In 1999, the World Trade Organization protests began. Bad trade deals sent jobs overseas and hollowed out the middle class.
2008-2011 – Occupy Wall Street to protest the $700 billion bailout of the banks. Massive, throughout the country, a call to end corruption at the top.
2009 – The Tea Party, to protest the same thing. Now you had two populist groups rising on the Left and the Right that were challenging our government in ways we hadn’t seen in decades. But Barack Obama was The President. So how do you protest against him? Well, you shift away from the concerns of the people in terms of class and you make it all about race, and other marginalized groups. And just like that, Wokeism is born.
While Occupy was disbanded and discredit, it ultimately transformed into the Bernie Sanders movement, The Tea Party, was demonized as “racist” by celebrities and journalists at the outset. How convenient.
Right around this time, “Woke Capitalism” was born and the rise of Critical Theory, wokeness in Hollywood and throughout culture. This was a great way for the people at the top never to address any of the problems of the working class.
Big corporations, Hollywood and the Democrats now had a great way to separate themselves as the good people without ever having to pay any attention to the millions left behind. All major institutions abandoned them – especially Hollywood. It’s worse than that. They blamed the audience for what was an industry making billions off of them for years that now was shocked, shocked that there was so much whiteness going on here.
They decided to make the audience pay the price by transforming their movies into virtue signals to protect themselves. They would use marginalized people as shields, just as the Biden administration is doing now. How easy it was for them never to have to address any of their own failings because they hide behind women, people of color, and the transgender community as protection from the Children Spies who seek to call out all the “thought criminals.”

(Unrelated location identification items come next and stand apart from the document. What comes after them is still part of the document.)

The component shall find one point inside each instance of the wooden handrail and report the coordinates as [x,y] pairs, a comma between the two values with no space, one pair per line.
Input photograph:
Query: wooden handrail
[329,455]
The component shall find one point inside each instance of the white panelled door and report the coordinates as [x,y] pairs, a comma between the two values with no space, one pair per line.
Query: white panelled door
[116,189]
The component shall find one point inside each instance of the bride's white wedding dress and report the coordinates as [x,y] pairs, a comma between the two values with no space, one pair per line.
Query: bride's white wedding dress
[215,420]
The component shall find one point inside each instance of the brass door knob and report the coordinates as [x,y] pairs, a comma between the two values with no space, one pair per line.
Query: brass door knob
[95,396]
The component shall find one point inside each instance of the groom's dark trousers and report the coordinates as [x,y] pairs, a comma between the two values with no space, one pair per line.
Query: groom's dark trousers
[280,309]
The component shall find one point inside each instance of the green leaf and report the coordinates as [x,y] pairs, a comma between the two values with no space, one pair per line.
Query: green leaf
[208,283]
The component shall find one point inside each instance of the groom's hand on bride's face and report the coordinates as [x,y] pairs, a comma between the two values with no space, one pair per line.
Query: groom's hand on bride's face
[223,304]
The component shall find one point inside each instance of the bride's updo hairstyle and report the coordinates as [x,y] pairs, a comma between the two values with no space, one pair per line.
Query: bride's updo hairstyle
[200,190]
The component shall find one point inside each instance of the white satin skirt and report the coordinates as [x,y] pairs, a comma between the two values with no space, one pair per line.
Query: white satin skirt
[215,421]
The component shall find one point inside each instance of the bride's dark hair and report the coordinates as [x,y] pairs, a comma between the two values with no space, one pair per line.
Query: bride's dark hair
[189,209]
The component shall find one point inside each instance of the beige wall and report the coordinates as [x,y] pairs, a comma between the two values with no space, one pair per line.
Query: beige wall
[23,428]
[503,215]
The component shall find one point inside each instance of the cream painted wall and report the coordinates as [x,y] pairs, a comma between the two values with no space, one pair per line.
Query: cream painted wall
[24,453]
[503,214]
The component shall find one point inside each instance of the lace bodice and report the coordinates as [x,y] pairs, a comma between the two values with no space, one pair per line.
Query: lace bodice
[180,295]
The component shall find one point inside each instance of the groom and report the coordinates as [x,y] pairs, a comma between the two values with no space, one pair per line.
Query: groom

Now, they have to preserve their goodness by continuing to separate themselves—with an us vs. them ideology. But this has all but killed their brand, destroyed art, made storytelling impossible, and not solved the problem of the middle class left behind. They can’t tell stories about or for them because they do not know them anymore. Orwell had it exactly right.
And Trump proved most useful of all, just like Goldstein. As long as he’s the focus, no one will ever challenge or protest them.
Alex Garland might have made a better movie if he had understood what this moment is really about. But how could he if no one in the mainstream or inside the bubble would tell him the truth?
Great analysis. I have friends like that, most of them are public school teachers(gag).
If a person gets “a hard on “ watching a non-pornographic movie he should seek immediate medical help.